The opinion is related to a suit that was filed on behalf of Simon Glik, who was arrested in Boston in October 2007 for using his cellphone to record police officers making an arrest.
Mr. Glik’s suit claims that police violated his First Amendment rights by stopping him from recording and his Fourth Amendment rights by arresting him without probable cause. The arresting officers appealed a district court ruling denying them qualified immunity from the suit. But a three-judge panel upheld the lower court’s decision.
The ruling is an important one – especially given the unfortunately growing number of videos capturing officers using excessive and at times deadly force.
On January 1, 2009, former BART Officer Johannes Mehserle shot and killed Oscar Grant, who was lying face down and handcuffed. Despite multiple video accounts of the incident, Mehserle was only convicted of involuntary manslaughter and served less than one year. However, the footage of the killing helped bring international attention to the incident and sparked protests across the country.
In July 2011, multiple video cameras captured six Fullerton Police Officers beat Kelly Thomas and use a stun gun on him as he screamed out for his father. Mr. Thomas – who suffered from untreated schizophrenia – later died as a result of the severe beating.
Video continues to serve as an important tool that LA CAN uses in the fight for human and civil rights in Skid Row. For example, the video below of LAPD officers beating a Skid Row resident brought early attention to the brutality of the Safer Cities Initiative.
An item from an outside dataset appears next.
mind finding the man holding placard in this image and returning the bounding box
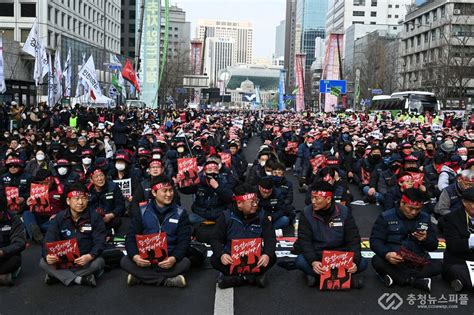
[39,183,106,287]
[121,176,192,287]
In recent years, the LAPD itself has begun to recognize the power of video. Video and phone cameras are used regularly to monitor police activity as part of LA CAN’s Community Watch Program. What we have learned is that often times the mere presence of a camera deters LAPD officers from harassing and otherwise violating the rights of Skid Row residents.
These incidents represent just a few examples of how critical a role cell phone video cameras can play in making sure police officers are held accountable for their actions.